Hier holte sich Varus seine peinliche Niederlage

Haltern (eib). Über dem westfälischen Bermuda-Dreieck, in dem die Legionen des Varus im Jahre 9 n.Ch. gegen Arminius untergegangen sind, liegt noch immer Nebel. Aber seit heute ist er nicht mehr ganz so dicht. In der Stadthalle und im Römermuseum ist seit heute für fünf Monate die Ausstellung „Imperium“ zu sehen: Eine Schau der Weltmacht Rom, die sich vor genau 2.000 Jahren eine empfindliche Niederlage holte.

Haltern bildet neben Kalkriese (Thema: Konflikt) und Detmold (Thema: Mythos) einen Eckpunkt der größten archäologischen Ausstellung, die es in dieser Form in Deutschland gegeben hat.

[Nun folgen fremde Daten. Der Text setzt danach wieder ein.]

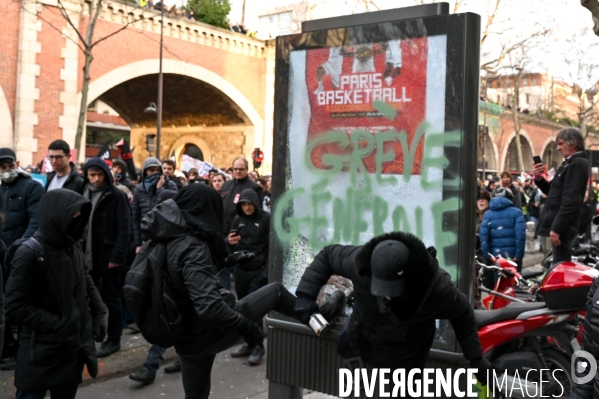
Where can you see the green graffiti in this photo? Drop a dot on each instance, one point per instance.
(438, 140)
(318, 198)
(283, 205)
(443, 238)
(380, 211)
(360, 151)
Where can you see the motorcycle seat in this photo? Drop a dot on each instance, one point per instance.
(511, 311)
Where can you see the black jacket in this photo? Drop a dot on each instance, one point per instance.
(143, 202)
(590, 340)
(403, 337)
(229, 192)
(565, 195)
(54, 301)
(191, 270)
(75, 182)
(254, 231)
(111, 224)
(18, 203)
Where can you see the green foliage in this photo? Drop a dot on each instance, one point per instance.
(213, 12)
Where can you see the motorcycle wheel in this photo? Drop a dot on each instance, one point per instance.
(547, 261)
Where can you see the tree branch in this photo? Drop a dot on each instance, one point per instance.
(66, 16)
(593, 7)
(111, 34)
(55, 28)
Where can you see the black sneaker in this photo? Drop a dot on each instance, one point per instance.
(143, 376)
(9, 364)
(333, 306)
(108, 348)
(257, 355)
(173, 368)
(244, 351)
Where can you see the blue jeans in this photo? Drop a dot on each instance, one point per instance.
(152, 363)
(59, 393)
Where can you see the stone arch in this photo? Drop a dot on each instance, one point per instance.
(6, 126)
(254, 123)
(179, 145)
(526, 155)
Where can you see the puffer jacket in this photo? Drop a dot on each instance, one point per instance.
(111, 224)
(75, 182)
(18, 203)
(254, 231)
(503, 230)
(191, 271)
(401, 337)
(590, 340)
(565, 195)
(54, 303)
(143, 201)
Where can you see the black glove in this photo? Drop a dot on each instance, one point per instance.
(254, 336)
(483, 366)
(100, 326)
(304, 308)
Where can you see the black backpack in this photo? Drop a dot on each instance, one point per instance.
(30, 242)
(149, 295)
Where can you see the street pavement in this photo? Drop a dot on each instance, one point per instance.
(231, 379)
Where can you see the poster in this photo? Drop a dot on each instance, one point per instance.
(367, 129)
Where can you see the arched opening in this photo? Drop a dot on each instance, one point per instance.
(551, 157)
(193, 151)
(197, 102)
(487, 156)
(511, 160)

So schwärmte der Direktor des Landschaftsverbandes Westfalen-Lippe, Dr. Wolfgang Kirsch, vor fast 100 Journalisten bei der Präsentation. Haltern erwartet 150.000 Besucher (alle drei Stätten zusammen eine halbe Million). Schon jetzt sind mehr als 1.000 Führungen durch die Seestadthalle gebucht.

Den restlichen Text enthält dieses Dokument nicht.